@Atechhito wrote:
We are trying to semi-isolate sets of extensions on our server using contexts. So lets say we have the following sets of extensions:
100-199 (context=alpha)
200-299 (context=beta)
300-399 (context=gamma)
400-499 (context=delta)We want 100-199 to only be able to call 100-199 and not call the other sets of numbers using the context field. I know this can be done with contexts as I have set it up for a couple sets but for each set I have to edit /etc/asterisk/extensions_custom.conf with its own special context despite it being pretty standardized.

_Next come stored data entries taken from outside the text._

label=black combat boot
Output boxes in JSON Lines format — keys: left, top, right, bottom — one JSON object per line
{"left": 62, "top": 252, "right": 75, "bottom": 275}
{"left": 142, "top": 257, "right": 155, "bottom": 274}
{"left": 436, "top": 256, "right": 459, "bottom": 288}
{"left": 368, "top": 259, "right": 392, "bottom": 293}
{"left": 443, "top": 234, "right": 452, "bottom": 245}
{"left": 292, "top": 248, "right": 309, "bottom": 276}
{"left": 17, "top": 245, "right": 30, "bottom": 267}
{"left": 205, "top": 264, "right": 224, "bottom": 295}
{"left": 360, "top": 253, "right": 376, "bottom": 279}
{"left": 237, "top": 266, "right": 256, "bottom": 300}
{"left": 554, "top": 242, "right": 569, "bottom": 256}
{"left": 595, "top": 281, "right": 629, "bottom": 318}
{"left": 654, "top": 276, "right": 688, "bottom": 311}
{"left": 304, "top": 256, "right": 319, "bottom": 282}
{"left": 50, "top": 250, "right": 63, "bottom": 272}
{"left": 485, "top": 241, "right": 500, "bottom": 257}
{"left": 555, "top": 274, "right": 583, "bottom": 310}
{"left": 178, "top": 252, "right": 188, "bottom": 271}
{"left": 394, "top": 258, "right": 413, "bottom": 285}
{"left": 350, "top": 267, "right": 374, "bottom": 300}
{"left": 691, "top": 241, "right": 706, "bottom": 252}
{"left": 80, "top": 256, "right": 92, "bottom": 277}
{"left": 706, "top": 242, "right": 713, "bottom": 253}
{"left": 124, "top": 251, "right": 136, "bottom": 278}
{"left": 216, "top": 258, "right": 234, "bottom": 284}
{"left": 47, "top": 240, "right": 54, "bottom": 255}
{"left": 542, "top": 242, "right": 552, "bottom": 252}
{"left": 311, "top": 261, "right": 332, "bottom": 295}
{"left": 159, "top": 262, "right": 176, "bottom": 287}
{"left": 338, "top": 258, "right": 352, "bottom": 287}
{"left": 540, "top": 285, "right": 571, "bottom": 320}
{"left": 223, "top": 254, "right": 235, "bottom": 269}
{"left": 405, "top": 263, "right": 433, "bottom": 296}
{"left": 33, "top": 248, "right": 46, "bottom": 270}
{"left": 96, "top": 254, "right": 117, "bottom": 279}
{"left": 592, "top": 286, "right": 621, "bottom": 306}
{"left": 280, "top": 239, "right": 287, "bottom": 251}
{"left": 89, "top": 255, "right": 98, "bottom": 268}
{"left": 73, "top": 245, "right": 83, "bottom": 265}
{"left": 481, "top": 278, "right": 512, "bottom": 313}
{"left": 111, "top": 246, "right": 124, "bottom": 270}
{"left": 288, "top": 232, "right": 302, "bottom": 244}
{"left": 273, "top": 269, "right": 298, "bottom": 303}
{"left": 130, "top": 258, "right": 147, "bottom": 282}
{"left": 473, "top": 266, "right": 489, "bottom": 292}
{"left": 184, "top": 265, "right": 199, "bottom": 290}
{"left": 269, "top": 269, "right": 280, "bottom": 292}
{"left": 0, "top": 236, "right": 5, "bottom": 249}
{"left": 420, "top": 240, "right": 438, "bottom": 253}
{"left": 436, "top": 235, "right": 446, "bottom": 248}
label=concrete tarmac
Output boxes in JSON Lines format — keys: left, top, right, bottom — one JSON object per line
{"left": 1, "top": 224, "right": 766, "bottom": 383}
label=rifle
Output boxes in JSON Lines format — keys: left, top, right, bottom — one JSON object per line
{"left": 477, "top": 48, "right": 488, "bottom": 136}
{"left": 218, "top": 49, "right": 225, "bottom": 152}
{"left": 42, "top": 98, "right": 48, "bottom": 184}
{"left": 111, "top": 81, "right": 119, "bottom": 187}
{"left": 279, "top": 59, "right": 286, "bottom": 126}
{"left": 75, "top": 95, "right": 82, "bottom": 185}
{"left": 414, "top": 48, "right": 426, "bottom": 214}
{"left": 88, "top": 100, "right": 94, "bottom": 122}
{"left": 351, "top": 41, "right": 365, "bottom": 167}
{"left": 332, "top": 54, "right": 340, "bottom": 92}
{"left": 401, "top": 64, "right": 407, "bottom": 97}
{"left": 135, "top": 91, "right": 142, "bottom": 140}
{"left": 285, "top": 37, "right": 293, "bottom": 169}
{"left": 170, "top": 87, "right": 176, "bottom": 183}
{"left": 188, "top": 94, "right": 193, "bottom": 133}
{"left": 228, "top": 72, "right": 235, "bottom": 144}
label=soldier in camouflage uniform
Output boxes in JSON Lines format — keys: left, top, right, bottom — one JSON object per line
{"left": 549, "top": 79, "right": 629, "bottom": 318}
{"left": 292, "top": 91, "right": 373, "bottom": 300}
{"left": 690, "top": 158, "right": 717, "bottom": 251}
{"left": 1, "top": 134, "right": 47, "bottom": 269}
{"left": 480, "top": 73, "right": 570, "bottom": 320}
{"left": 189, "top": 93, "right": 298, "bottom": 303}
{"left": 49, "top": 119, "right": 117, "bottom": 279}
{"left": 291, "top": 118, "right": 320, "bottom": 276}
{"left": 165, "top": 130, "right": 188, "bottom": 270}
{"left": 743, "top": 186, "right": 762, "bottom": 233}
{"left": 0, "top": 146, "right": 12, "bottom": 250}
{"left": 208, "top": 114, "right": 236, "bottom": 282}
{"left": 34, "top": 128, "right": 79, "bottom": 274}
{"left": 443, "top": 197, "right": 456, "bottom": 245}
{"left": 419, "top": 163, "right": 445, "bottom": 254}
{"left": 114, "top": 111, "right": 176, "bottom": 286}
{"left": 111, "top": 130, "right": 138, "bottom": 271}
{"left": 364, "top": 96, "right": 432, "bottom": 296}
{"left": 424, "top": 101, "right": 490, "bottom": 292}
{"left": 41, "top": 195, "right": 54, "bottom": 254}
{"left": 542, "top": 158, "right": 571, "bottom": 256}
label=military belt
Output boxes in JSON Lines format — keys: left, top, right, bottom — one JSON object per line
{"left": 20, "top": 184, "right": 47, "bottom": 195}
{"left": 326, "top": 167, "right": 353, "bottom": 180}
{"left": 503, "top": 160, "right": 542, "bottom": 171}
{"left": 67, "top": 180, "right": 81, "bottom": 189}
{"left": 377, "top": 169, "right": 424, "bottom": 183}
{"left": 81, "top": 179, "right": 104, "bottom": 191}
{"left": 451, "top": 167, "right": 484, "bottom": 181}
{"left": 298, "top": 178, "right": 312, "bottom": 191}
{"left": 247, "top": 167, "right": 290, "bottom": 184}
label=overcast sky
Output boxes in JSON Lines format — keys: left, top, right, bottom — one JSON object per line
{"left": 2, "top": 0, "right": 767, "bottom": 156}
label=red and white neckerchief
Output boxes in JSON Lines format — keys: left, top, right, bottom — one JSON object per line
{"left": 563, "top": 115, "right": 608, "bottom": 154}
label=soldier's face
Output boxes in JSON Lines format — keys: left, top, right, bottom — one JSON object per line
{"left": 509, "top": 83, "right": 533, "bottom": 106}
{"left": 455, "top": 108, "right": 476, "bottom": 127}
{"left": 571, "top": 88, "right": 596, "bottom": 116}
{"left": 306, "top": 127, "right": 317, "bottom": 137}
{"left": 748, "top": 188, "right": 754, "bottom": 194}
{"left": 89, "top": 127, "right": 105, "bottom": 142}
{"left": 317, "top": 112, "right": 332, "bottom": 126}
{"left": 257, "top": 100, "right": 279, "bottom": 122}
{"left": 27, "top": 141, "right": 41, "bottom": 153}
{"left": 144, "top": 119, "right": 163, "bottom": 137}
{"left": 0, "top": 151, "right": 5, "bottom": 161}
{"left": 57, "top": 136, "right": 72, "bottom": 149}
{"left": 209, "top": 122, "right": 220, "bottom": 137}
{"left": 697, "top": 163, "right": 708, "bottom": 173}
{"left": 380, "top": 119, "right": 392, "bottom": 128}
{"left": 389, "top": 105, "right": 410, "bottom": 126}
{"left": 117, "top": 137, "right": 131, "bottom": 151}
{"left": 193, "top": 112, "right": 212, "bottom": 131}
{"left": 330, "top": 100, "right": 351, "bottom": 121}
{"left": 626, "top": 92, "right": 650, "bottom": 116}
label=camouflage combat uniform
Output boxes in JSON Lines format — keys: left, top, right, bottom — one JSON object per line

I am wondering if there is a way to give an extension a context, it fails to find a custom defined context for itself (in extensions_custom.conf), so it falls back to some default context that I can standardize. It goes to a "default/fallback" context then I can only allow that extension to call other extensions with the same context. If this is possible then I have a lot of reading to do.
This is how I am thinking it would work:
- Ext 100 using context alpha calls ext 125
- Server checks for context alpha in extensions_custom.conf
- Server does not find context alpha defined so it falls back to a default context
- Server uses default context and sees that ext 125 has same context so it connects
- Ext 100 using context alpha calls ext 212
- Server checks for context alpha in extensions_custom.conf
- Server does not find context alpha defined so it falls back to a default context
- Server uses default context and sees that ext 212 has a different context so it hangsup in error
I hope this is making sense so far. I'm used to some other types of programming but asterisk is quite new to me.